Things that have actually been caught in preview before they hit production:

  • Broken relative URLs — a link that works locally (/blog/...) but resolves incorrectly under the preview baseurl, revealing a hardcoded path that should have used relative_url
  • Minification quirksjekyll-minifier processing JavaScript differently in production mode than in development
  • Image processingjekyll_picture_tag generating images with the right dimensions but wrong paths when baseurl changes
  • Pintora diagrams — the JS-rendered diagrams look fine in dev but can have sizing issues when the layout CSS is minified

The preview acts as a complete end-to-end test of the deployment pipeline itself, not just the content.

Advertisement

The Cost: Zero

The entire setup runs on GitHub Actions free tier. For a public repository, GitHub Actions minutes are unlimited. The gh-pages branch storage cost is negligible — each PR preview is just a folder of static HTML/CSS/JS, a few hundred KB at most, and it’s deleted when the PR closes.

No Netlify subscription.
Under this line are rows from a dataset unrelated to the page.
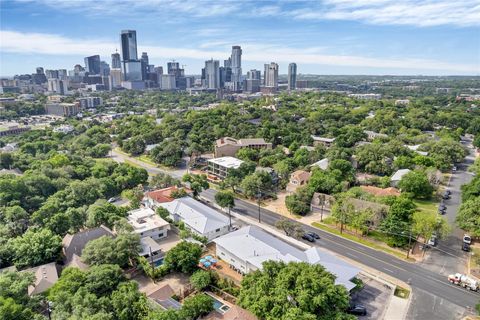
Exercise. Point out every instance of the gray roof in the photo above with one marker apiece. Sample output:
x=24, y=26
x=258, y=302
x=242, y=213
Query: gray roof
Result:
x=74, y=243
x=196, y=215
x=255, y=246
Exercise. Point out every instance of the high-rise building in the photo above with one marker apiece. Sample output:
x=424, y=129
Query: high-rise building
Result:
x=212, y=74
x=115, y=78
x=92, y=64
x=116, y=62
x=254, y=75
x=236, y=65
x=104, y=69
x=51, y=74
x=144, y=62
x=292, y=76
x=270, y=75
x=132, y=67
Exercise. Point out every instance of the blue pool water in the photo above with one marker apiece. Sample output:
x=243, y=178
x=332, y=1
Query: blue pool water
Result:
x=158, y=263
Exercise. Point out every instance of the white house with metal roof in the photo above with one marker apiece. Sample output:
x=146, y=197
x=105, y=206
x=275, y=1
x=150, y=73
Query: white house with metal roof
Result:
x=198, y=217
x=397, y=176
x=246, y=250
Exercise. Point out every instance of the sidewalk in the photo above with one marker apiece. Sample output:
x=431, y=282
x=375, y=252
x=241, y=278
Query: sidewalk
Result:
x=397, y=308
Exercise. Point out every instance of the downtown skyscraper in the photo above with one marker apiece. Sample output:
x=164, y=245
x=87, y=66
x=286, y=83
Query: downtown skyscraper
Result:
x=292, y=76
x=132, y=67
x=236, y=66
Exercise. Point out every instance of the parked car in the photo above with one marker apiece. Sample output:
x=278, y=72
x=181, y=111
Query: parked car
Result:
x=308, y=237
x=112, y=200
x=432, y=241
x=314, y=235
x=358, y=310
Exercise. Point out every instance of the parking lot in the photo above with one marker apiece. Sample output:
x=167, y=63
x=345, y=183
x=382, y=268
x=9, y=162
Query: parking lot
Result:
x=375, y=296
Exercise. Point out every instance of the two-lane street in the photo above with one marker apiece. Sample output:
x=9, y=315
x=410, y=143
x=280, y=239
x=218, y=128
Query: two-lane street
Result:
x=452, y=300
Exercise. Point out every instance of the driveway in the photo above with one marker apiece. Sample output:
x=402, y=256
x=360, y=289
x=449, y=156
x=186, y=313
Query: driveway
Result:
x=447, y=257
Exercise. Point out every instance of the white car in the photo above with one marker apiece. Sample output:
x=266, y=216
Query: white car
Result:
x=433, y=240
x=467, y=239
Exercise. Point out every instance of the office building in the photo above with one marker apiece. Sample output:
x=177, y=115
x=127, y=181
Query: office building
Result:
x=144, y=63
x=254, y=74
x=236, y=60
x=116, y=62
x=212, y=74
x=270, y=75
x=132, y=67
x=51, y=74
x=62, y=109
x=58, y=86
x=92, y=64
x=168, y=82
x=292, y=76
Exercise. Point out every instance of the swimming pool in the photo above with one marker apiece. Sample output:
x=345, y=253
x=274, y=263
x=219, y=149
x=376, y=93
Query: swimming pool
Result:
x=219, y=305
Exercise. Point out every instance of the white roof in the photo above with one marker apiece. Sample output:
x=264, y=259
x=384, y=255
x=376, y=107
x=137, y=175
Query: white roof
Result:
x=149, y=245
x=329, y=140
x=397, y=176
x=322, y=164
x=196, y=215
x=227, y=162
x=255, y=246
x=144, y=219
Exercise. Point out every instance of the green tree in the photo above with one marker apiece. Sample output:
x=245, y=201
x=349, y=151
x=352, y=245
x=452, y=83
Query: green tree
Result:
x=201, y=279
x=198, y=182
x=416, y=183
x=309, y=290
x=468, y=217
x=225, y=199
x=183, y=257
x=35, y=247
x=291, y=228
x=196, y=306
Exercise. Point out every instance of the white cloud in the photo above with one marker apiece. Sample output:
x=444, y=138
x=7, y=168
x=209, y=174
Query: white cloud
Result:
x=423, y=13
x=51, y=44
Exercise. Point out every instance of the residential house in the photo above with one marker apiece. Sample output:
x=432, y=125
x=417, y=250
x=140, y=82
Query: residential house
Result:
x=415, y=148
x=371, y=135
x=219, y=167
x=246, y=249
x=322, y=164
x=163, y=298
x=397, y=176
x=146, y=223
x=381, y=192
x=45, y=277
x=229, y=146
x=317, y=200
x=152, y=199
x=198, y=217
x=327, y=142
x=73, y=244
x=297, y=179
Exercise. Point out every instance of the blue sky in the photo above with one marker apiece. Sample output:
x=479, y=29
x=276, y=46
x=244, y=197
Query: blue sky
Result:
x=405, y=37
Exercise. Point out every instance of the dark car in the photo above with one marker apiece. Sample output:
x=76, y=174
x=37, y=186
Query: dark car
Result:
x=308, y=237
x=358, y=310
x=313, y=235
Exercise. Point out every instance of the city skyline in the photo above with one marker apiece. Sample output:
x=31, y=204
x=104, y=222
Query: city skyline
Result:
x=331, y=38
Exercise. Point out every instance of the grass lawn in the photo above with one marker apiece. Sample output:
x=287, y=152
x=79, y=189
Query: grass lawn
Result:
x=427, y=205
x=364, y=241
x=401, y=292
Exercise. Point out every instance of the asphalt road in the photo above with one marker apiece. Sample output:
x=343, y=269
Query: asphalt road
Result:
x=434, y=297
x=447, y=257
x=427, y=281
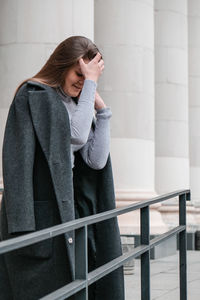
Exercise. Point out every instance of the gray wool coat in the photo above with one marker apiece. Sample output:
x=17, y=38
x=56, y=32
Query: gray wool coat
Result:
x=40, y=190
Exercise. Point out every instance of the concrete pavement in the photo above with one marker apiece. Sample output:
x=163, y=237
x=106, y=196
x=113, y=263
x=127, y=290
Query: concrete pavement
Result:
x=165, y=278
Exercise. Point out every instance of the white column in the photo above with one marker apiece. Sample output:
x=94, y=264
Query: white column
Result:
x=29, y=32
x=194, y=101
x=171, y=109
x=127, y=86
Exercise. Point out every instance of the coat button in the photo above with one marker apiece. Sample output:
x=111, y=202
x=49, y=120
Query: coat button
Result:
x=70, y=240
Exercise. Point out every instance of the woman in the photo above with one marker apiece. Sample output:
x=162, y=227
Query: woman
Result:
x=56, y=167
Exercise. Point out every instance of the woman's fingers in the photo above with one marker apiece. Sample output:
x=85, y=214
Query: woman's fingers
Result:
x=93, y=69
x=96, y=58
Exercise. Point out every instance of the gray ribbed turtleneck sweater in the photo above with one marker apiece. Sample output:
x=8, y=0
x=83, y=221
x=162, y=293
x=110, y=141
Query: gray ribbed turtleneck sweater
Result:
x=94, y=145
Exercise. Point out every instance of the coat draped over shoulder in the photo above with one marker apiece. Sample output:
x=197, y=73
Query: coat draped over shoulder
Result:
x=41, y=190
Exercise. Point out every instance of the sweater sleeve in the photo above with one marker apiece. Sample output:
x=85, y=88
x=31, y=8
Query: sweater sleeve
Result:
x=82, y=117
x=95, y=152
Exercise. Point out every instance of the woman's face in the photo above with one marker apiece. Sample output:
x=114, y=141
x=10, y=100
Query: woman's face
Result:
x=74, y=80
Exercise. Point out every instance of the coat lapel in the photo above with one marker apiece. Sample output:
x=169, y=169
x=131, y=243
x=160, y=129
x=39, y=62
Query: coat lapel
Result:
x=51, y=124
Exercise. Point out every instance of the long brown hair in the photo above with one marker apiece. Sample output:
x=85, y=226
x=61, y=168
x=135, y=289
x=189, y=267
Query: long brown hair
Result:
x=66, y=55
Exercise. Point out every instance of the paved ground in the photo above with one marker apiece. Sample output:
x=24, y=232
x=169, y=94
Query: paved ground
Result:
x=165, y=278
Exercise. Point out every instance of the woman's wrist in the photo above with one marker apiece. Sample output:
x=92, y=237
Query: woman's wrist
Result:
x=100, y=106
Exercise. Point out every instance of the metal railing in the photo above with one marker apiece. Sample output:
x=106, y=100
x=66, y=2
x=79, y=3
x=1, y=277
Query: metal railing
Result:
x=83, y=278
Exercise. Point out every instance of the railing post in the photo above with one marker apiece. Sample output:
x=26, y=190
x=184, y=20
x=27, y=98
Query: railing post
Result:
x=81, y=260
x=182, y=248
x=145, y=258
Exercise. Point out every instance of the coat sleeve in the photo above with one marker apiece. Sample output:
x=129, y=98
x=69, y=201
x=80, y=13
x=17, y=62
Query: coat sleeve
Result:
x=18, y=160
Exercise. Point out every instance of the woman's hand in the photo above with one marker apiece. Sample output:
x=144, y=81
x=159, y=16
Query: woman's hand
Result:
x=99, y=103
x=93, y=69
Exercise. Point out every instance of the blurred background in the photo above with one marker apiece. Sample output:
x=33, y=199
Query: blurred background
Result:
x=151, y=82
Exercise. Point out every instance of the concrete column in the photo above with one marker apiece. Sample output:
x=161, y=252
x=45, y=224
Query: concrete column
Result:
x=29, y=32
x=194, y=101
x=127, y=86
x=171, y=96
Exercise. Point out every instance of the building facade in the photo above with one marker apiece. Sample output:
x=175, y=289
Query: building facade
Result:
x=151, y=82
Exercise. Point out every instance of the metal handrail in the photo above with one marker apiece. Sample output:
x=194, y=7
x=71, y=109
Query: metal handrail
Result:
x=84, y=279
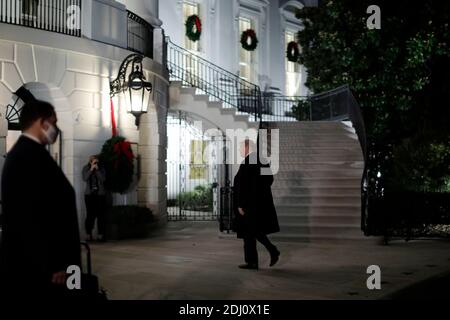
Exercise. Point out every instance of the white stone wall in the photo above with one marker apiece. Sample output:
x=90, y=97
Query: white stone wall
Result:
x=77, y=84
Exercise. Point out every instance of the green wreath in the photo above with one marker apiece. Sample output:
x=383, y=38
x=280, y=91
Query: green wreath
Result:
x=117, y=159
x=293, y=51
x=193, y=27
x=249, y=41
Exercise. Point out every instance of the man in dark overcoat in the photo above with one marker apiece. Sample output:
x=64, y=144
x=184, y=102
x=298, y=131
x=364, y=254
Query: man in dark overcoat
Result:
x=255, y=212
x=40, y=237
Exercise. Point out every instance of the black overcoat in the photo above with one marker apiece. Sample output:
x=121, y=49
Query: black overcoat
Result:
x=252, y=193
x=40, y=224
No Vercel project. No Cloudflare Pages configuration. Just the same GitHub Pages hosting the production site already uses, with a clever subdirectory trick.

Summary

ComponentRole
build-site.ymlReusable build; accepts baseurl and preview inputs
pr-preview.ymlTriggers on PR events; builds with PR-specific baseurl; deploys via rossjrw/pr-preview-action
deploy.ymlProduction deploy; uses clean-exclude: pr-preview to preserve live previews
rossjrw/pr-preview-actionManages the gh-pages subdirectory and PR comments
JamesIves/github-pages-deploy-actionProduction deploy action with selective cleanup

The whole thing is about 100 lines of YAML across three files. For a Jekyll site hosted on GitHub Pages, it’s the lowest-friction way to get staging-quality previews on every PR.